In 2017, the Nevada legislature ratified the ERA. The Illinois legislature followed with ratification in 2018. In January 2020, a new Democratic-controlled Virginia legislature became the 38th state to ratify the Equal Rights Amendment. The back-to-back-to-back votes have kicked off a new debate about the status of the amendment.
When states ratify an amendment to the constitution, the federal government must acknowledge the move to effectively make it official. That has not happened.
After the Virginia legislature ratified the amendment, an archivist with the National Archives and Records Administration refused to certify the ERA under guidance from the U.S. Department of Justice. The DOJ at the time issued an opinion citing the expired deadline on the ERA.
Democratic attorneys general in Nevada, Illinois and Virginia filed a lawsuit seeking to declare that the amendment is a part of the constitution. A federal judge dismissed the case in March 2021, arguing the attorneys general have no legal standing to sue. The legal questions raised by the lawsuit could take years to be resolved, and some expect it to end up before the U.S. Supreme Court.
Now people — members of Congress, attorneys general, those who support the ERA and those who oppose it — are trying to figure out what happens next.
Does missing the deadline mean it has to start over?
It depends on who you ask.
The Trump Justice Department believes the deadline was binding.

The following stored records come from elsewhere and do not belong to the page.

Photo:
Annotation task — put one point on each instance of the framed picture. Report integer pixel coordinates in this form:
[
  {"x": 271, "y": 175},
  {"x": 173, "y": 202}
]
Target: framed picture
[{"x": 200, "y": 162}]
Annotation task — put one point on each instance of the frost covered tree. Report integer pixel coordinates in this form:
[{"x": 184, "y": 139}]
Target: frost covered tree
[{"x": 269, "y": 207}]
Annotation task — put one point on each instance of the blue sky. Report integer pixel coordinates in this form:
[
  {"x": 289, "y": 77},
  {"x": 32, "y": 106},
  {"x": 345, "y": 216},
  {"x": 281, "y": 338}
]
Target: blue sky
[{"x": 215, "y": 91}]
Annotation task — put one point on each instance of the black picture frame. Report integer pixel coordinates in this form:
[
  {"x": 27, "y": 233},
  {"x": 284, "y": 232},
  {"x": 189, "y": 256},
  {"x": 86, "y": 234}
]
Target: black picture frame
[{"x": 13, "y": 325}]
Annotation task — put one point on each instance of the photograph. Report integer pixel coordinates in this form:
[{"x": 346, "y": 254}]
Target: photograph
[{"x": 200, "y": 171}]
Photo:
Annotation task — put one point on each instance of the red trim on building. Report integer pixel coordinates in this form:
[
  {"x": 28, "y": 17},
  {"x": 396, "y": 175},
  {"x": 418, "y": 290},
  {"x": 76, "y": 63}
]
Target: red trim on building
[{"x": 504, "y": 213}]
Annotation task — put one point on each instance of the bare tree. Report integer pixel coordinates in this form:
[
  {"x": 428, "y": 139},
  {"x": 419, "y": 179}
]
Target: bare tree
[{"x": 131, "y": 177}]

People who support the ERA argue that the original deadline was not in the amendment text that states ratified, but rather part of a joint resolution. They believe a new Congress can pass another resolution that effectively removes the deadline.
Attorneys are trying to sort this all out through litigation. Supporters of the ERA have sent a letter to President Joe Biden and Vice President Kamala Harris asking them to ensure the archivist acknowledges the amendment’s ratification.
So what does happen next?
As the legal questions get sorted out in court, some members of Congress want to use their political power to remove the deadline for states to ratify the ERA.
In 2020, the Democratic-controlled House passed a resolution affirming that the amendment is a part of the constitution. The Republican-controlled Senate did not take up the measure.
On March 17, House lawmakers again passed the same resolution, sponsored by Democratic Rep. Jackie Speier of California and Republican Rep. Tom Reed of New York. A similar resolution, sponsored by Democratic Sen. Ben Cardin of Maryland and Republican Sen. Lisa Murkowski of Alaska, has been filed in the new Democratic-controlled Senate.
In the Senate, it’s unclear whether ERA supporters will need a simple majority vote or 60 votes. A handful of Senate Republicans support the ERA, but as of early March 2021, not enough for 60 votes.
Supporters of the ERA believe the resolutions in Congress that affirm the amendment and remove the deadlines are an important step while the legal questions play out in court. They believe the election of a Democratic president, and renewed awareness of the amendment, will codify the ERA in 2021. Whether that’s true remains unclear.